In his very funny and quite true book “Whatever you think, think the opposite”, Paul Arden advises young designers just starting out to “take the job with the money - its honest”.

Right you have to make a decision at some point and make the best out of it…
I listened to it on my iphone’s podcast app!

sooo i should take the job with the least amount of money? Thanks, i’m putting that book on my to-read list!

Ha! I see what you mean. No, Arden means take the job that pays the best.

Hi,

If the company’s design style doesn’t appeal to you, maybe you can change it? The best way is to go have the job interview and see if they like your work or sell a design style to them that you would like to pursue.
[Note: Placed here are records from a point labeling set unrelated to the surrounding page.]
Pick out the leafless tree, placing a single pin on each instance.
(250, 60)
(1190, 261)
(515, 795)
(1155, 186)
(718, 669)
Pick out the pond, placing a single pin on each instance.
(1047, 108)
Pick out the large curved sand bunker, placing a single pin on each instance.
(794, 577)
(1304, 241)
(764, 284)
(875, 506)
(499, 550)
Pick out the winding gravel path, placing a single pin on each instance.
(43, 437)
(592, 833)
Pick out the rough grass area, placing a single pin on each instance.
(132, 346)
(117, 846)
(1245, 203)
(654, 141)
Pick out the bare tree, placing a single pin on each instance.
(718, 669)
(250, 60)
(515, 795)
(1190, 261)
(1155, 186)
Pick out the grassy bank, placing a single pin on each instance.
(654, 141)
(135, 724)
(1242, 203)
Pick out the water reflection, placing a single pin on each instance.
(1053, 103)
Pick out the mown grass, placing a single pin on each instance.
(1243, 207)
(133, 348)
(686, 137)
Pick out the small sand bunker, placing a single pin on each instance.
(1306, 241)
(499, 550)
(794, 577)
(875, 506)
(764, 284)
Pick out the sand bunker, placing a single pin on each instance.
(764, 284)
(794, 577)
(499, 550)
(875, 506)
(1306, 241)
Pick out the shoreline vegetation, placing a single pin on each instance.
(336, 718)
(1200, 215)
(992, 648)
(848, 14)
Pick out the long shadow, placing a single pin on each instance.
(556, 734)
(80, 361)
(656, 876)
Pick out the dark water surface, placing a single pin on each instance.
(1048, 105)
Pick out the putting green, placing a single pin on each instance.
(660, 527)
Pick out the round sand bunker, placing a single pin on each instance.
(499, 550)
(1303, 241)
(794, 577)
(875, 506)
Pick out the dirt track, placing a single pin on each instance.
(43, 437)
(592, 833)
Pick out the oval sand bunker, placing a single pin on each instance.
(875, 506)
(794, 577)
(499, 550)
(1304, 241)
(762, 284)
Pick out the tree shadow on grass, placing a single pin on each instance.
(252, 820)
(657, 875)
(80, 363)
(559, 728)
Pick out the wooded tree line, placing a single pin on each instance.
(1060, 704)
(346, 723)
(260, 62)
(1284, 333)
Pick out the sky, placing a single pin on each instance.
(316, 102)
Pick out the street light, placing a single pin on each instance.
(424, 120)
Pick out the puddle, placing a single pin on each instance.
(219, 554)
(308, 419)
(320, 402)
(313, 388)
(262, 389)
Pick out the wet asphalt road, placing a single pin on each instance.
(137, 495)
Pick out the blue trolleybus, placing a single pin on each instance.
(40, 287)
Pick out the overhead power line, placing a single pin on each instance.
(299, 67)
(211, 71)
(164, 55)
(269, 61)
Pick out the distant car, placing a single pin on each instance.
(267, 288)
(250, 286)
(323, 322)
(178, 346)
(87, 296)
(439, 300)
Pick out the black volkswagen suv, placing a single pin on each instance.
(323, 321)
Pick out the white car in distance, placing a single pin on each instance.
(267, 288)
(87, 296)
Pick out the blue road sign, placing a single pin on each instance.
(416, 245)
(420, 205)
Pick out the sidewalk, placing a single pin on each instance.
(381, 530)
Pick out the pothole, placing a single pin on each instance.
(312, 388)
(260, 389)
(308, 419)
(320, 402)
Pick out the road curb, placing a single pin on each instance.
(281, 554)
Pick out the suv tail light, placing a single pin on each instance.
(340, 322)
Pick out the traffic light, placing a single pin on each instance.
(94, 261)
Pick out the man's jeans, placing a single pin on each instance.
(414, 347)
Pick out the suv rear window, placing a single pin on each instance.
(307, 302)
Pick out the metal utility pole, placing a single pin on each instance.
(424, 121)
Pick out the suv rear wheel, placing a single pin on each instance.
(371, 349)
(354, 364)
More important than the money is how it is made. Are they doing good business with clients they sustain a long-term relationship with? How are the payment schemes and how much autonomy do you have in your work? If this is similar, then sure definitely go for the most profitable job.

Since you aren’t settled yet in a particular location it will be much more likely for you to find something.

Ralph, I think it is definitely worthwhile to have the conversation. It raises a lot of questions I would have reasonable answers to before I walked in the door like:

  1. why should they change their style? Does it not align to their target consumer? Does it not align to their brand values/principles?

  2. what would a style (or design language system, DSL) that embodies their brand principles and target user aspirations look like and why?

  3. Even if I could reasonably prove 1 and 2, I’d try to dig deep on if the organization would be open to that change, what it would take for it to happen, if I would have any authority to help shepherd that effort?

Otherwise you could run the risk of coming in and seeming like you want to change the look of their product without having the business rational to do so, which is a bad look for designers. Of course we have personal taste. That taste needs to be aligned to the goals of the business. When I talk to clients about this I speak about it in terms of looking for the highest common denominator instead of the lowest.